Architecture Overview
Architecture Overview
IOMETE is a Data Lakehouse Platform that provides a unified data platform for AI and Analytics. It is built on top of Apache Spark, Iceberg, and Kubernetes. IOMETE is designed to be a scalable, reliable, and high-performance platform for data processing and analytics.


High-Level Architecture
IOMETE runs on top of Kubernetes, which can be deployed on any cloud provider or on-premises data center. IOMETE uses Object Storage (e.g., AWS S3, Google Cloud Storage, Azure Blob Storage, Minio) as the storage layer for data.
Inside Kubenetes, IOMETE is deployed and provides a set of services that are used to manage data, run Spark jobs, and provide a SQL interface to query and process data.


Inside Data Plane - IOMETE Services
If we dive deeper into the IOMETE services, we can see the following components:
- Microservices: IOMETE is built on top of microservices architecture.

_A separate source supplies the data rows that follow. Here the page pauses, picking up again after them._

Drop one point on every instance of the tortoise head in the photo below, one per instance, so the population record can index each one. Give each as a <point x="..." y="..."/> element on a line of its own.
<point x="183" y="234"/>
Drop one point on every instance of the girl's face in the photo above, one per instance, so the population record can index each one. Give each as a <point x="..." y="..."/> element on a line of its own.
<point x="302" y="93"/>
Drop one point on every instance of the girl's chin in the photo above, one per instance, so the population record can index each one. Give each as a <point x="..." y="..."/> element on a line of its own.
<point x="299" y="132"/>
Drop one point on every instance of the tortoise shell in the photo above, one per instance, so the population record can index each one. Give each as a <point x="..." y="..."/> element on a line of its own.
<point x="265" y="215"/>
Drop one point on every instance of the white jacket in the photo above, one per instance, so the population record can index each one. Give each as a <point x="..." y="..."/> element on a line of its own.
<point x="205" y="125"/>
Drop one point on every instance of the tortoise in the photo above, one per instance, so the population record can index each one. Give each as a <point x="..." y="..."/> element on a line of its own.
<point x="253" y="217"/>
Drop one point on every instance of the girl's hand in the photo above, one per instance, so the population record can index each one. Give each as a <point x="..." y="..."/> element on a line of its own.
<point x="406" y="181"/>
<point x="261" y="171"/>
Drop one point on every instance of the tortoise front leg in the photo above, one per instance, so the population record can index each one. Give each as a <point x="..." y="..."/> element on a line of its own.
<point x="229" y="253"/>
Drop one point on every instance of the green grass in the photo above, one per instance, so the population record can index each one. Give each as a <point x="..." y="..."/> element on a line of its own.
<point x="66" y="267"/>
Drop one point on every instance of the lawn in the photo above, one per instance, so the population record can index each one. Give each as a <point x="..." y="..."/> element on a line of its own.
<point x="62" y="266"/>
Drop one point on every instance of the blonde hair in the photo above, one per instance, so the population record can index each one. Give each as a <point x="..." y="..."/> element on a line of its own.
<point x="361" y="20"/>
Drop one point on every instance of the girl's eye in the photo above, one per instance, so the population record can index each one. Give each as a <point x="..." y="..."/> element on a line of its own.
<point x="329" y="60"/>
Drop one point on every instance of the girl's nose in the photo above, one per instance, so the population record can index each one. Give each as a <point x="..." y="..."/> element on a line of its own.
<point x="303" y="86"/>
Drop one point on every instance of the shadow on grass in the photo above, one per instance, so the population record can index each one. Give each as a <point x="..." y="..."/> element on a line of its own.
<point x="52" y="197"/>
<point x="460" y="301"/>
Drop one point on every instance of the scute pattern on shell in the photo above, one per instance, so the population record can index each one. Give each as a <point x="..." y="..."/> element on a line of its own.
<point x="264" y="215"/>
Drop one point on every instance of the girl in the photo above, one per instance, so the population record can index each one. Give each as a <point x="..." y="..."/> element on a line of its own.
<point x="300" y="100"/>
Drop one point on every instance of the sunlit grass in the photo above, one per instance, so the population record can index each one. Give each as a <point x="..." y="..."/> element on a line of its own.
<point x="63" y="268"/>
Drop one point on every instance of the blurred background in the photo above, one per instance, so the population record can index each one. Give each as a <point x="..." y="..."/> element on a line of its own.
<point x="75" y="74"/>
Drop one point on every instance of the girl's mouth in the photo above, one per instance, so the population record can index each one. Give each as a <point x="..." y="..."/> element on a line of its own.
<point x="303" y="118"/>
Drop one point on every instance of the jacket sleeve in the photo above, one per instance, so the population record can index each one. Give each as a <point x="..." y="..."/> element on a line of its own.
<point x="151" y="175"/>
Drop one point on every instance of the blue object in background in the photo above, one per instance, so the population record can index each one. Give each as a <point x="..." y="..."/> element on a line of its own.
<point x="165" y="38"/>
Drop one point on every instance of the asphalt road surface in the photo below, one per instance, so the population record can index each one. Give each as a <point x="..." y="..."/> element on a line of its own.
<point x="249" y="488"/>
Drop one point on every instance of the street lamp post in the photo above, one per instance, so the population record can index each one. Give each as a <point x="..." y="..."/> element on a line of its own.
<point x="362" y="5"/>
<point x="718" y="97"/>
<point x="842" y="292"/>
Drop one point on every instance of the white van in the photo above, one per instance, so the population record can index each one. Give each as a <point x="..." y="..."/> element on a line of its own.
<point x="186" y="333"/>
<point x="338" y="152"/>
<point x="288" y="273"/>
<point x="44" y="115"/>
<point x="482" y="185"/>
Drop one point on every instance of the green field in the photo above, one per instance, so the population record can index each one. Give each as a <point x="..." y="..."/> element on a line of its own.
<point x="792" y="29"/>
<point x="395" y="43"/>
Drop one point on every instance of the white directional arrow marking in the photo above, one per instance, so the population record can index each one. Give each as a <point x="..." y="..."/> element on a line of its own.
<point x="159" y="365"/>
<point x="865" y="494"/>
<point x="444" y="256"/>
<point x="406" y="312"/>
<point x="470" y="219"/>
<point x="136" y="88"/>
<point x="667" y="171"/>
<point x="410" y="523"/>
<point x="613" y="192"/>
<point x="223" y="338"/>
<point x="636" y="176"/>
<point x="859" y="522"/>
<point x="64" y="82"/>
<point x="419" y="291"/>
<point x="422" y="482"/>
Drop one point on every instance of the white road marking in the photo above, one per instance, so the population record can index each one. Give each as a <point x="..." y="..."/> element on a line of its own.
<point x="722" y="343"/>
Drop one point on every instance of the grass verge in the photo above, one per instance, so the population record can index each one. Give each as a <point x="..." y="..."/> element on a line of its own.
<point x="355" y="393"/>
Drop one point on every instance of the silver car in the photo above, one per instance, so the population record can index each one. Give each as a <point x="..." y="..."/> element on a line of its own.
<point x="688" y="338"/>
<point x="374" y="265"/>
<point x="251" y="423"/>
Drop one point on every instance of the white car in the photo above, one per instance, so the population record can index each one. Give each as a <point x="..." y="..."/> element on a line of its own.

Each service is responsible for a specific task, such as managing metadata, running Spark jobs, or providing a SQL interface. In the diagram below, bluish boxes represent microservices.
- Workloads: These are the actual workloads based on Spark Engine that serves different purposes.


Microservices
1. IOMETE Gateway: IOMETE Gateway is the entry point to the IOMETE platform. It's a reverse proxy that routes requests to the appropriate microservices.
Control Plane Services
- 2. Core Service: Core Service is the main service that manages metadata, scheduling, and orchestration of workloads.
- 3. IAM Service: IAM Service is responsible for managing users, groups, and permissions, as well as managing other IDP integrations, such as LDAP, SAML, etc. See Identity and Access Management.
- 4. SQL Service: SQL Service provides REST API for SQL and also provides a backend for the SQL Editor. See SQL Editor.
- 5. Catalog Service: Catalog Service is a backend service for Data Catalog. Which provides metadata management, data discovery, tagging, and lineage.
- 6. Spark Operator: Spark Operator is a Kubernetes operator that manages all Spark Workloads. It schedules, monitors, and manages the lifecycle of Spark clusters.
Security
- 7. Data Access Policies (Ranger): Data Access Policies is a service that manages data access policies for databases, tables, and columns. It provides a consistent way to manage permissions for groups or users. See Data Security.
- 8. Control Policies (OPA): Control Policies is a service that manages control policies for the platform. It provides a way to manage platform-level policies, such as who can create lakehouses, who can run Spark jobs, etc. See Control Policies.
- 9. IDP - Identity Provider (Keycloak): IDP is a service that manages user storage, authentication, and integration powered by Keycloak.
Catalogs
- 10. Hive Metastore: Hive Metastore is a service that manages metadata for Parquet, CSV, JSON, Hive Tables, etc. It provides a way to store metadata for Hive tables and partitions.
- 11. Iceberg Catalog: Iceberg Catalog is a service that manages metadata for Iceberg Tables.
Monitoring
- 12. Spark History: Spark History is a service that provides Spark job history and monitoring. It's useful for debugging and monitoring completed Spark jobs.
- 13. Prometheus/Loki/Grafana: Prometheus, Loki, and Grafana are services that provide monitoring, logging, and visualization for the platform and workloads.
Workloads
- Lakehouse Clusters: Lakehouse Clusters are the clusters that provide SQL interface that can be connected from any SQL client, BI tools (e.g., Tableau, PowerBI), DBT, or any other tool that supports JDBC/ODBC. See Lakehouses.
- Spark Jobs: Spark Jobs are the Spark jobs that are submitted to the Spark Engine for execution. See Spark Jobs.
- Jupyter Remote Kernel: Jupyter Remote Kernel is the Jupyter Kernel that can be connected from any Jupyter Notebook to execute code remotely (e.g., ML training, data processing). See Jupyter Remote Kernel.